Lepas
A prosa written by Rofita Ningsih
Rintik hujan turun di kala malam menjelang. Menemaniku yang saat itu tengah dirundung rindu. Aku sebenarnya pun tak tahu, kenapa waktu itu bisa kembali teringat dengan sosokmu. Mungkin, karena ledekan teman-teman kita yang menyorakiku tentang dirimu? Tepat sebelum petang itu tiba. Cuaca yang mendingin. Sepotong kebab dingin. Dan setumpuk tugas kuliah yang masih kukerjakan setengah menjadi temanku malam itu.
Suasananya bisa kubilang sendu. By, bahagiakah kamu saat ini? Tanyaku pada diri sendiri. Memandang kosong pada layar ponsel yang gelap. Sejenak, rasa sesak yang entah datangnya dari mana memasuki dadaku. Mendiami entah organ yang mana. Entah itu jantung, hati, atau paru-paru. Karena yang pasti, tarikan napas yang kuambil seolah bertambah berat dengan beberapa gram debu.
Hujan di luar sana kian menderas. Seolah mewakiliku yang sudah tak bisa lagi untuk menguraikan air mata. Kupegang ponsel dalam genggaman. Membuka aplikasi pesan dan sekejap kemudian meletakkan kembali benda itu di meja.
By, tak tahukah kamu jika aku ingin menyapa? Menanyaimu kabar yang meskipun sudah kutahu pasti jawabannya?
“Apa aku benar-benar sudah tak ada peluang lagi, By?” tanyaku lirih. Menatap sendu pada layar ponsel. “A—aku merindukanmu, By!” ulangku, terbata-bata. Kutundukan kepala dalam. Membiarkan rambutku yang panjang dan tergerai menutupi wajah. Udara malam kian menusuk. Memaksaku untuk bangkit dari ranjang dan mengambil sebuah selimut di lemari.

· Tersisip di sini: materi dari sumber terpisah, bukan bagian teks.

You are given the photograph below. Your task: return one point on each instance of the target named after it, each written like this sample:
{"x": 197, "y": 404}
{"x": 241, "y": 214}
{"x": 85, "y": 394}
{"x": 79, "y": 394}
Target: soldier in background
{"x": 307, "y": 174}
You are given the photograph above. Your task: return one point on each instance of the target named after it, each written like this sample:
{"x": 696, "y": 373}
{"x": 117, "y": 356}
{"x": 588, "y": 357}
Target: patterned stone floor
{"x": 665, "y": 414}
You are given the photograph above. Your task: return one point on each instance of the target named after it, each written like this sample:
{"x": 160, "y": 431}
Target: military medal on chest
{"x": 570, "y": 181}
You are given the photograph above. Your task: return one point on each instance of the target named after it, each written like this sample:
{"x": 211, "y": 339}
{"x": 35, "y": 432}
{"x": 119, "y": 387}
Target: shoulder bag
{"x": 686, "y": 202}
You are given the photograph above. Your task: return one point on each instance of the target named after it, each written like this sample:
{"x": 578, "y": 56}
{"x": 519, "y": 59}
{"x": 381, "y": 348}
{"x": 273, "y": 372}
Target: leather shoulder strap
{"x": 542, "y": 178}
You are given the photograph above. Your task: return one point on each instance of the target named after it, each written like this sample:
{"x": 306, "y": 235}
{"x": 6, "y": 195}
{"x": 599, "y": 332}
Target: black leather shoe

By, tak ingatkah kau pada janjimu dulu? Kamu yang waktu itu berjanji akan selalu menemaniku saat di perpustakaan kampus? Atau janji untuk belajar bersama? Ya, hanya sesederhana itu memang janji yang kamu ucapkan, Alby. Namun cukup membuatku merasa senang lalu kemudian tak nyaman karenanya.
Ah, aku lupa. Janjimu ternyata memang hanya sebatas janji saja. Apalagi pada janji remeh semacam itu. Aku justru semakin tak yakin denganmu, By. Jika janji seremeh itu saja bisa kamu lupakan, apalagi jika janji yang besar? Sehidup sekomitmen dan seperjuangan, misalnya?
Rupanya hujan di luar sana sudah mulai mereda. Menyisakan hawa dingin dan angin malam yang kian menusuk membelai kulit. Kupaksakan diri untuk bangkit. Kembali menghampiri meja belajar dengan tetap bergelung selimut. Bukankah aku masih ada tanggungan tugas kuliah yang jauh lebih penting untuk kupikirkan dibanding tingkahmu kan, By?